Improve Legacy Node.js App Structure

by mmyoji

2 min read

A main project I currently tackle on adopts DDD architecture. But nobody in the project understands it correctly:

  • business logic spreads across everywhere
  • empty Entities just like DTO
  • Service classes with no business logic
  • etc.

Due to this situation, I'm now trying to improve application structure. Of cource, it's the best to use a framework that has strict rules about app/dir structure. The project is a legacy, express.js based one, tho.

One important thing is reducing roles (layers). There're many layers and objects in the current architecture. Everyone confuses what/where things should be put. And I realized it makes sense that Ruby on Rails adopts MVC patterns.

Structure

One of the ideas will be based on NestJS approach (see the tutorial).

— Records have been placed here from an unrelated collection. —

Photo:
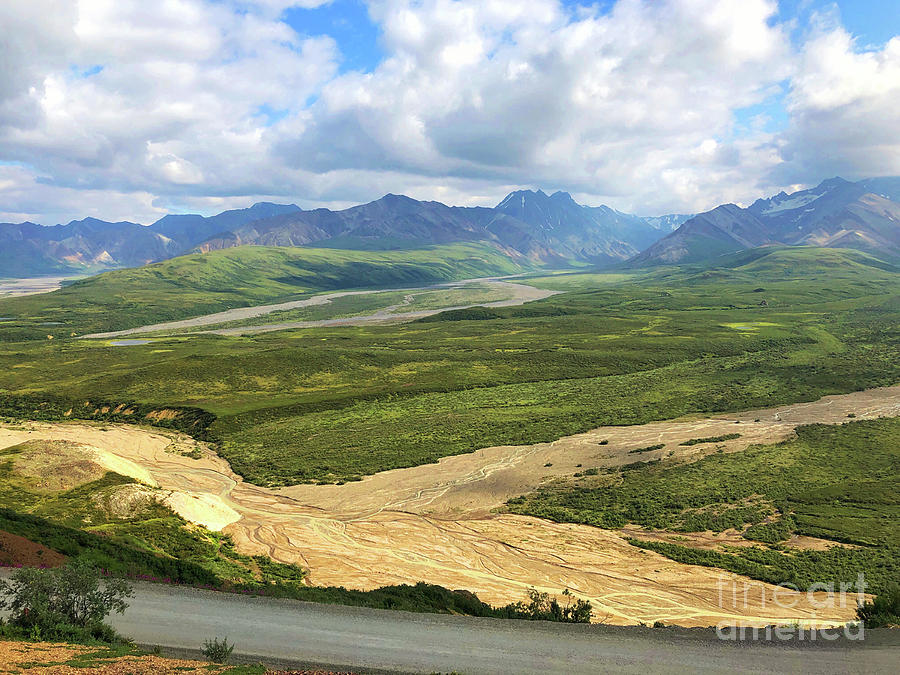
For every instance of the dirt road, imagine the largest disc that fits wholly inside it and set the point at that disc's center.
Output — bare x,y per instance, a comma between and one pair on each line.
433,523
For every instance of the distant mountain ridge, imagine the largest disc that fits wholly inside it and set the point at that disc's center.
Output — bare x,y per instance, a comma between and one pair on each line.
835,214
528,225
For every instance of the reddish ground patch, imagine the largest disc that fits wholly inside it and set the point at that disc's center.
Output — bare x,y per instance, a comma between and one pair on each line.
18,551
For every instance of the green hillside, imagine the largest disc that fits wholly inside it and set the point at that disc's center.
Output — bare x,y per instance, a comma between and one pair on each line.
236,277
331,403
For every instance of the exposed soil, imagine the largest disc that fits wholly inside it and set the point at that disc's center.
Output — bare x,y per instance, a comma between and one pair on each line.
16,551
520,293
57,465
50,658
434,523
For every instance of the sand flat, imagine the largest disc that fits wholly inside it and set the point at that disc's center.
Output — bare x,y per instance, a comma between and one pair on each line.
434,523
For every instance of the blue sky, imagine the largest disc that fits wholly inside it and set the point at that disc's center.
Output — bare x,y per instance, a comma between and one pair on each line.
872,22
649,106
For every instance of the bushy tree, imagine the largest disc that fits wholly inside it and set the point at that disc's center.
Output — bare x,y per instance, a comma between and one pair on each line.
54,600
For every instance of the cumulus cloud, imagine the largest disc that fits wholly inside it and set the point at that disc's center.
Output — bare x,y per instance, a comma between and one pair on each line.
201,104
844,109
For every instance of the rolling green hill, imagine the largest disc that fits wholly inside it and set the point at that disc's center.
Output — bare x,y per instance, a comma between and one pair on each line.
330,403
204,283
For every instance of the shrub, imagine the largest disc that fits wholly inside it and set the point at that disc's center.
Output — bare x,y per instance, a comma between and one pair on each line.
67,603
884,610
217,652
541,607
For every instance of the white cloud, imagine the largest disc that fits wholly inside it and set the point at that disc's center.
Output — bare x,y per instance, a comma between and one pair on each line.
180,103
845,109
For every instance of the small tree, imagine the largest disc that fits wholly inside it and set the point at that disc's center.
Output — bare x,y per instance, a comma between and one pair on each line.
884,611
217,652
72,595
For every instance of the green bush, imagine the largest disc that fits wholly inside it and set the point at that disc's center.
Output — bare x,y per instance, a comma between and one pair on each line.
217,652
66,603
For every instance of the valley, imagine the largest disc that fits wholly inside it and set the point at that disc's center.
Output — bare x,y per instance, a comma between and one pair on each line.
242,321
436,523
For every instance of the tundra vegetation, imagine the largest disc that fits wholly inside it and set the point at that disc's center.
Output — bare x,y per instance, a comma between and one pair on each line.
334,404
837,483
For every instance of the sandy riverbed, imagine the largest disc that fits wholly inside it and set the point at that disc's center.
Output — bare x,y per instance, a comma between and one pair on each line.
434,523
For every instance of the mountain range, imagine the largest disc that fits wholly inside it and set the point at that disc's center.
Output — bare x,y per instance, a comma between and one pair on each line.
835,214
526,225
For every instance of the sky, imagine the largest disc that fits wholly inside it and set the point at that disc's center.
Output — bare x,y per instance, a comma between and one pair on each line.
128,110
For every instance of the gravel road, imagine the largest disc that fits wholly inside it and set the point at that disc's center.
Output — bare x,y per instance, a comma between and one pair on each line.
301,634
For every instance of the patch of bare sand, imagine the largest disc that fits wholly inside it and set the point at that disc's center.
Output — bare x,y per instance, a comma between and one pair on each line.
718,541
53,466
434,523
18,551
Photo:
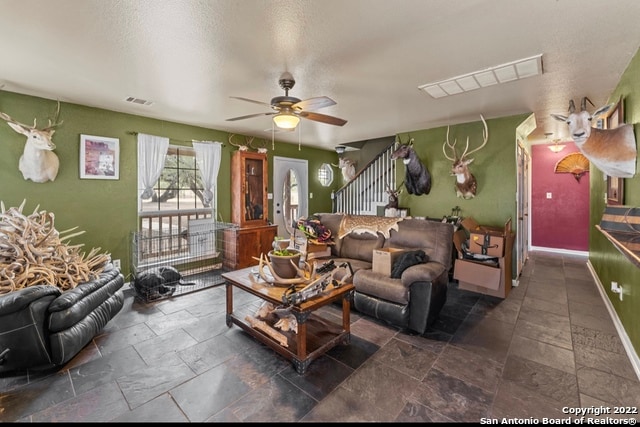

Web applications are normally the following 4 steps:

  1. receives a request
  2. validates it
  3. applies business logic
  4. returns a response.

To acheive this, app structure can be like this:

app/
  posts/
    posts.router.ts
    posts.handlers.ts
    posts.validator.ts
    posts.service.ts
  • posts.router.ts handles /posts/* requests.
  • posts.service.ts hanldes a part of 3.
// posts.router.ts
export const postsRouter = defineRouter("/posts", (r) => {
  // GET /posts
  r.get("/", indexHandler);

  // GET /posts/:id
  r.get("/:id", showHandler);

  // GET /posts/new
  r.get("/new", newHandler);

  // POST /posts
  r.post("/", createHandler);

  // GET /posts/:id/edit
  r.get("/:id/edit", editHandler);

  // PATCH /posts/:id
  r.patch("/:id", updateHandler);

  // DELETE /posts/:id
  r.delete("/:id", destroyHandler);
});

// posts.handlers.ts
export const indexHandler = defineHandler(async (req, res) => {
  const options = validateSearchOptions(req.query);
  const { posts, total, cursor } = await service.fetchList(options);
  res.json({ data: { posts }, total, cursor });
});

export const createHandler = defineHandler(async (req, res) => {
  const data = validatePost(req.body);
  const post = await service.create(data);
  res.status(201).json({ data: { post } });
});

You can also arrange the structure like this:

app/
  posts/
    posts.router.ts
    posts.service.ts
    _index/
      index.handler.ts
      index.validator.ts
    _create/
      create.handler.ts
      create.validator.ts

it can be like the following for more realistic monolith apps:

apps/
  admin/   # admin.example.com/
    posts/
      posts.router.ts
      # ...
  web/     # www.example.com/
    posts/
      posts.router.ts
      # ...

Other common layers like persistent layer, middlewares, logger, etc. is like this:

app/
  # ...
lib/
  entities/
    post.ts
    user.ts
  middlewares/
    not-found.middleware.ts
    server-error.middleware.ts
  repositories/
    post.repository.ts
    user.repository.ts
  logger.ts
  define-handler.ts
  define-router.ts

ActiveRecord pattern vs Repository pattern

I'd thought Repository pattern would be better than ActiveRecord pattern for several years. But I have to consider using AR if project members aren't skilled enough.

Final Comment

I'm just trying this now and don't know what I feel in future.